Around this same developmental stage, the neural crest first forms and is sandwiched between the neural tube and the cell layer above it. A complex circuitry including molecular signals, genes, and proteins that help turn genes on, establishes a network that governs the migration and stem cell properties of neural crest cells. Depending on the direction they take, neural crest cells travel to different locations to mature into many cell types including tissues and bones of the head, muscle cells of the heart, and nerve cells throughout the body.

Neural crest cells migrate and mature into many different cell types.

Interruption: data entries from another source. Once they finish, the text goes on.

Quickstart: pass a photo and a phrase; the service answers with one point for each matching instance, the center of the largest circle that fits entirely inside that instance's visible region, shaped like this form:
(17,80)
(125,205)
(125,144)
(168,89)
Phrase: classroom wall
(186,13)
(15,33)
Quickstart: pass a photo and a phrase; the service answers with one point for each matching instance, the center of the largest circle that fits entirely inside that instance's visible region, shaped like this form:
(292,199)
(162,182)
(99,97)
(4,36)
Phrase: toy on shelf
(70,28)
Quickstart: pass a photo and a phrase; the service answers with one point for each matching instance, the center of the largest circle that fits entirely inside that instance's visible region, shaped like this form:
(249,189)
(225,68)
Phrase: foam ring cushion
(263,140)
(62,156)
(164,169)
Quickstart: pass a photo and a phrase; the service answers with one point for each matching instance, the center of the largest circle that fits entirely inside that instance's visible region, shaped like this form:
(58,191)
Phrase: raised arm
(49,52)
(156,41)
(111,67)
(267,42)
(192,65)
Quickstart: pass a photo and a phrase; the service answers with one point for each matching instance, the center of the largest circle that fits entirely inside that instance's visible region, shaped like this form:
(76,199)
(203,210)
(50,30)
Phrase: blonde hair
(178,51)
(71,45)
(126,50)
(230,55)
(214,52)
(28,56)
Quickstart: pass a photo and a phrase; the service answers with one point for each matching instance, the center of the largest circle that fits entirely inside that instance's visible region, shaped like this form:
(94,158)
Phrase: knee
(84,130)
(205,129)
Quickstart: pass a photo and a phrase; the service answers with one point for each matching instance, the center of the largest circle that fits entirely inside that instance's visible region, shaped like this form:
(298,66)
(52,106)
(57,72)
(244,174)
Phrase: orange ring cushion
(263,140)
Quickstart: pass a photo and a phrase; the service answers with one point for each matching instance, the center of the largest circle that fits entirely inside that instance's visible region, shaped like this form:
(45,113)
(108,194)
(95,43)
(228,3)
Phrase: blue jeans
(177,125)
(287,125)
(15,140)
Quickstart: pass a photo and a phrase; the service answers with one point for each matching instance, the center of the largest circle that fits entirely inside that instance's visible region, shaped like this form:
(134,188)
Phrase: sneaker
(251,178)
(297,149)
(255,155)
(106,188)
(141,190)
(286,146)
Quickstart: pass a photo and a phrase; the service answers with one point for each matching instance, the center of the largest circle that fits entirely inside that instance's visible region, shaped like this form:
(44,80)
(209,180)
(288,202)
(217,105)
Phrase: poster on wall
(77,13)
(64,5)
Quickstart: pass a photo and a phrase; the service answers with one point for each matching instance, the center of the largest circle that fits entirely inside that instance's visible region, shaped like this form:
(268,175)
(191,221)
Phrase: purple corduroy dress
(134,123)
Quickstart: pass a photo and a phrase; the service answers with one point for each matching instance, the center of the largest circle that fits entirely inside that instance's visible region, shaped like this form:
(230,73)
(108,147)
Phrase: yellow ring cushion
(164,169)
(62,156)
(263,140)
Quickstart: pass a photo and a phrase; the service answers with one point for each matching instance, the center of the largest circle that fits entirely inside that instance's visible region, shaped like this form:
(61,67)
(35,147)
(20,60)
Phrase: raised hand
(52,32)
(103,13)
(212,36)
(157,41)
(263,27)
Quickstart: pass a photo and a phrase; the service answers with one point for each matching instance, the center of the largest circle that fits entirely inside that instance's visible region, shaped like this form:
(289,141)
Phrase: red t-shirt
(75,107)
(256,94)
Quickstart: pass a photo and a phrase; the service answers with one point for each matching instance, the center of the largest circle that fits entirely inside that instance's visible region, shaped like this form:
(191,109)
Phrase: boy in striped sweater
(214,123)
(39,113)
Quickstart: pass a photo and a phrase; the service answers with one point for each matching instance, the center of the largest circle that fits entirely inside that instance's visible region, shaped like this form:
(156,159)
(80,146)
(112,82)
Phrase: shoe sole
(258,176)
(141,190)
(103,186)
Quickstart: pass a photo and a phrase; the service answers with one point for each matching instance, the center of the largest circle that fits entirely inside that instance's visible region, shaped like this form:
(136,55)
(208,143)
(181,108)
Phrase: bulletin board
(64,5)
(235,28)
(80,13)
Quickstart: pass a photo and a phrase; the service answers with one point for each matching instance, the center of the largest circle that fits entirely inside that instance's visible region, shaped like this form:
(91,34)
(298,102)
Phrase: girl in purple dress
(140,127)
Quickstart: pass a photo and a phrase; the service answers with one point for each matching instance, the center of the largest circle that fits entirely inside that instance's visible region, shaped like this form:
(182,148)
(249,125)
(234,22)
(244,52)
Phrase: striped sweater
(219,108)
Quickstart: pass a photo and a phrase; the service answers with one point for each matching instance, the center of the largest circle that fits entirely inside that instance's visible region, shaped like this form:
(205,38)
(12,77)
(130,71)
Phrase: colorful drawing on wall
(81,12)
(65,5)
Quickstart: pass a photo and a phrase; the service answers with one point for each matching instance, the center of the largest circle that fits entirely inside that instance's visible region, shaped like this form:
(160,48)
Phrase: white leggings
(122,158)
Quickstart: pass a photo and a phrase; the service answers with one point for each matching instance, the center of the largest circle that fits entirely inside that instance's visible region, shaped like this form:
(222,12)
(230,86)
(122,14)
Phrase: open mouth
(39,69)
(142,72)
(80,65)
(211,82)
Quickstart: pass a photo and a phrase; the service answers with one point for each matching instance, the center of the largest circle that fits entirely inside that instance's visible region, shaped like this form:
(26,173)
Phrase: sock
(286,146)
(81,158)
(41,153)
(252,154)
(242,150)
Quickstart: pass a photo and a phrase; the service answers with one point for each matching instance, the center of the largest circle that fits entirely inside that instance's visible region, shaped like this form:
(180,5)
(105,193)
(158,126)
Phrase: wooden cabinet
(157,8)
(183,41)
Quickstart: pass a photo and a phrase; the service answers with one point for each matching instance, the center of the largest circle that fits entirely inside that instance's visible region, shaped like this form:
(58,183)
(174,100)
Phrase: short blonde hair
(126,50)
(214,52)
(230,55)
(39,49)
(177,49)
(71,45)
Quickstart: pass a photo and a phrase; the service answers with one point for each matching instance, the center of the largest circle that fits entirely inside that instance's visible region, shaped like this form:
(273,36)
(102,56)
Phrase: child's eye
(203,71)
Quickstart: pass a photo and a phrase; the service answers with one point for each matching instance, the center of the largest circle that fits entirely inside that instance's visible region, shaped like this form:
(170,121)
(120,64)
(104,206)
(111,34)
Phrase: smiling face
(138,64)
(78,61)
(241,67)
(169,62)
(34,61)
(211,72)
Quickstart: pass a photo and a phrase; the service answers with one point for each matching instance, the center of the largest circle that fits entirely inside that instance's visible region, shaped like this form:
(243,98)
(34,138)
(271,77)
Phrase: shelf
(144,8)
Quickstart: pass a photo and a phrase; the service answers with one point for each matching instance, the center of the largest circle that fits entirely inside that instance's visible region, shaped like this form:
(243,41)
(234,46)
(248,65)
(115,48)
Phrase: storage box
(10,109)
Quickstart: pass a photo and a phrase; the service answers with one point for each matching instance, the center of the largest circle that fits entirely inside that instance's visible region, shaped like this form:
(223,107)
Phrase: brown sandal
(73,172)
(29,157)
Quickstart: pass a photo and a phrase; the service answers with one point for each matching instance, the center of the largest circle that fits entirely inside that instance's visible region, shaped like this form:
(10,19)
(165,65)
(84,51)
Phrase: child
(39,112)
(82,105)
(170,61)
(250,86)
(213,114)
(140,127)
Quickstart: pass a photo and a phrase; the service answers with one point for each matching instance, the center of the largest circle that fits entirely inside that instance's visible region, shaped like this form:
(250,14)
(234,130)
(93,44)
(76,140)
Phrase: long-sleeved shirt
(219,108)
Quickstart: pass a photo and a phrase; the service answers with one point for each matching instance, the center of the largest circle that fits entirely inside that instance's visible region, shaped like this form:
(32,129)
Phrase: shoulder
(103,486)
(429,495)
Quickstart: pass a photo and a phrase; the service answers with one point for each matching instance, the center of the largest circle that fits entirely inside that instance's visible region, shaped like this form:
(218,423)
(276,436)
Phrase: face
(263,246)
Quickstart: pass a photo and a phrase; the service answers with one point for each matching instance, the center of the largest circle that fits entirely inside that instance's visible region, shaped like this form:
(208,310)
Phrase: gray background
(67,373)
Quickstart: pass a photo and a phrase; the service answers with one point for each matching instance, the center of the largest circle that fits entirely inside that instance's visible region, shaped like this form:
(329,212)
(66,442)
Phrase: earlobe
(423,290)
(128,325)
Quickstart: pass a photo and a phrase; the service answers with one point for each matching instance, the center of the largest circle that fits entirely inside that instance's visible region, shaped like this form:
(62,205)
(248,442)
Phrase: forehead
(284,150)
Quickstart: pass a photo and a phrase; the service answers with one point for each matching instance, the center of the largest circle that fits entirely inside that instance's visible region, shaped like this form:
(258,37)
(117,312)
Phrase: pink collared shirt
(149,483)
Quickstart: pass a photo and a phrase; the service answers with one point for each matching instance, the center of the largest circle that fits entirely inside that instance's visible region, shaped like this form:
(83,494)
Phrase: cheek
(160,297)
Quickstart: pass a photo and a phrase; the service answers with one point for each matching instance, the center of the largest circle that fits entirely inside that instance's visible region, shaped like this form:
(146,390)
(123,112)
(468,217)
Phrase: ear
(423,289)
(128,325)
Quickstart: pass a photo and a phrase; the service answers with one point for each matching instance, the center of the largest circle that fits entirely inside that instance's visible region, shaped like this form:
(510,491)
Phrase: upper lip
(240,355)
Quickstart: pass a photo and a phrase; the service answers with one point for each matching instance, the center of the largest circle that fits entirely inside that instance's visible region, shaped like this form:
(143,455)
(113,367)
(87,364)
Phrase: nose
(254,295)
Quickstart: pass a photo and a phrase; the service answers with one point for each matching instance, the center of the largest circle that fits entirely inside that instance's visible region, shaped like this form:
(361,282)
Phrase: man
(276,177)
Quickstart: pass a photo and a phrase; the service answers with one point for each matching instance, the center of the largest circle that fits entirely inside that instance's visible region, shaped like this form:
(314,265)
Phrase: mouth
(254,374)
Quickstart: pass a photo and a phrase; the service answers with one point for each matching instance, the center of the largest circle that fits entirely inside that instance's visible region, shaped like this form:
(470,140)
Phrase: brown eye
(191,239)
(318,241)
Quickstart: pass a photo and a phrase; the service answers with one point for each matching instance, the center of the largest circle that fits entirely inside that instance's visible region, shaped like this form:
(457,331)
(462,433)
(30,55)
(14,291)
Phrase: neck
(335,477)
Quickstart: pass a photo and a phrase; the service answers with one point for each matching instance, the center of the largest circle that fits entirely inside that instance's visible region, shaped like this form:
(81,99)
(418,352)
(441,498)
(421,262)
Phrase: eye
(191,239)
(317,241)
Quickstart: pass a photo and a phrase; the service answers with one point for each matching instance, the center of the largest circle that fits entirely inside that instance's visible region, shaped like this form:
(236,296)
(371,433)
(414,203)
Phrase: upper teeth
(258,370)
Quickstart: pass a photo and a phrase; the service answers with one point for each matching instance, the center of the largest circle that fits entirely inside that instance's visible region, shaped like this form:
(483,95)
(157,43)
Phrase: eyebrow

Because these transitional cells form so many critical cells, tissues, and bones, understanding the mechanisms that regulate their formation, proliferation, migration, and maturation is necessary to understand normal vertebrate development and what happens when any one of these steps is disrupted. Both genetic and environmental factors can impact proper neural crest cell development. Inherited mutations in neural crest genes can cause neural crest cell death that manifests as congenital conditions such as cleft palate or Treacher Collins syndrome. Similarly, environmental factors such as alcohol consumption or Zika virus infection during pregnancy can cause improper neural crest cell migration, neural crest cell death, and often craniofacial abnormalities. Neural crest cell migratory and stem cell properties additionally may prime them to turn cancerous, as they are associated with diseases such as neuroblastoma and melanoma.

Scientists at the Stowers Institute are actively investigating how neural crest cells form and change to unlock secrets underlying normal development and how to treat and prevent conditions affecting human health.